Interpretive Summary: Recognition of the dramatic rise in antibacterial resistance or drug resistance (DR) has caused substantial alarm and concern in the public, the media, in veterinary circles and in medical circles. We have been exploring and identifying bacteriocins (BCN) to provide potential alternatives and create alternative antimicrobial therapeutic treatments. Paenibacillus polymyxa NRRL B-30509 was used to produce BCN B-602 and Enterococcus faecium NRRL B-30746 produced BCN E 50-52. We tested 64 DR isolates from hospitals and determined the minimal inhibitory concentrations (MIC; mg/ml) to quantify susceptibility and resistance to antibiotic classes and our BCN. We observed high resistance of these isolates to the different classes of antibiotics whereas these same isolates were very susceptible to our BCN. The ranges of susceptibility of the clinical isolates were from =0.025 to 6.4 mg BCN/ml for Acinetobacter baumannii, Citrobacter freundii, Escherichia coli, Klebsiella pneumoniae, Proteus spp., Staphylococcus aureus. The potential applications of BCN to human medical and veterinary infections appear to provide a promising future for bacteriological research and potential applications.

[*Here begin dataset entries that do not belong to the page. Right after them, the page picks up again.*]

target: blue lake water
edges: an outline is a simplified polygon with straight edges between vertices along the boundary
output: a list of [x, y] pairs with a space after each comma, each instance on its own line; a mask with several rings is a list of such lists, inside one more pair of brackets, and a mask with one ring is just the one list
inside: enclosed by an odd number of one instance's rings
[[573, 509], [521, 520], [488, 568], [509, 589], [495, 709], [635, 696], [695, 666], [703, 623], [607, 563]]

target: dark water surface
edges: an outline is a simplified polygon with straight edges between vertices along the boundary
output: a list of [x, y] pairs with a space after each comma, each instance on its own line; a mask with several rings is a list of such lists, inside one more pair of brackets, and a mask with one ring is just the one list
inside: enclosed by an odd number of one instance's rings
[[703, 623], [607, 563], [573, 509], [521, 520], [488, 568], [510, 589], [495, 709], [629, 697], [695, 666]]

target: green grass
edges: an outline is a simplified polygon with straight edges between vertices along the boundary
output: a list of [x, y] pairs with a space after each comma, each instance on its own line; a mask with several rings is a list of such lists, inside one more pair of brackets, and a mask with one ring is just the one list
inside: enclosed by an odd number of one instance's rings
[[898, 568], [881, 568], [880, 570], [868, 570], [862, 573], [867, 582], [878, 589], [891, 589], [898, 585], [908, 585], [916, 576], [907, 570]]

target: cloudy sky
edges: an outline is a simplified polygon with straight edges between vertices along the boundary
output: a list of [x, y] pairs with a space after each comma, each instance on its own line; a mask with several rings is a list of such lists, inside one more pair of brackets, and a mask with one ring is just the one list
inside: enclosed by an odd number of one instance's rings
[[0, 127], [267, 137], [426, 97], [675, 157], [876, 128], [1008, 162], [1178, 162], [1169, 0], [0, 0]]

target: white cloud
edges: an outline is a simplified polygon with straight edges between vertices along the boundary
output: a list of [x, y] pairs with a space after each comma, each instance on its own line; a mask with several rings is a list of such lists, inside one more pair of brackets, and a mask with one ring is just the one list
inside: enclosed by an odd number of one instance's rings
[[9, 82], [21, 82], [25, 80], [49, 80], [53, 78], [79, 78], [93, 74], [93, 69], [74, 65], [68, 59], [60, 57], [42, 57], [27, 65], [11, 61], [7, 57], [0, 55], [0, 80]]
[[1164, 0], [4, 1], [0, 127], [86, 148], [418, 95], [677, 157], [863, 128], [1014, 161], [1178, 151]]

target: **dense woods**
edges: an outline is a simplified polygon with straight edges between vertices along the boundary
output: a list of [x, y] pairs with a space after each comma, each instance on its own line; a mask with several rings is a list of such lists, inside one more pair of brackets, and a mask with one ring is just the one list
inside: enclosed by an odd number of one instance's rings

Technical Abstract: The antimicrobial spectra of previously published bacteriocins (BCN) E 50-52 and B 602 was determined. The amino acid sequences, molecular weights and the isoelectric points of both E 50-52 and B 602 BCN were consistent with class IIa characteristics, contained 39 and 29 amino acid residues, molecular weights of 3,932 and 3,864 Da, and pI values of 8.5 and 7.2, respectively. We studied antibacterial activity against methicillin resistant Staphylococcus aureus, MRSA (n=10) and other prominent nosocomial bacterial agents (Acinetobacter baumannii, n=11; Citrobacter freundii, n=8; Escherichia coli, n=9; Klebsiella pneumoniae, n=10; Proteus, n=6; and Pseudomonas aeruginosa, n=10) collected from Russian hospitals during 2003-2007. Antimicrobial resistance was determined by Kirby-Bauer disc-diffusion assay and measured by minimal inhibitory concentrations (MICs). Moreover, Enterobacteriaceae bacterial strains were characterized for the presence of the resistance genes using a polymerase chain reaction (PCR) assay. The MIC values of the same isolates ranged from < 0.025 to 1.56 mg/ml for BCN B 602 and 0.05 to 6.25 mg/ml for BCN E 50-52. For the 64 diverse clinical isolates tested, antibiotic resistance was high while the susceptibility to the BCN tested was remarkably good. The potentials for application of BCN in clinical settings as therapeutic agents appear quite promising.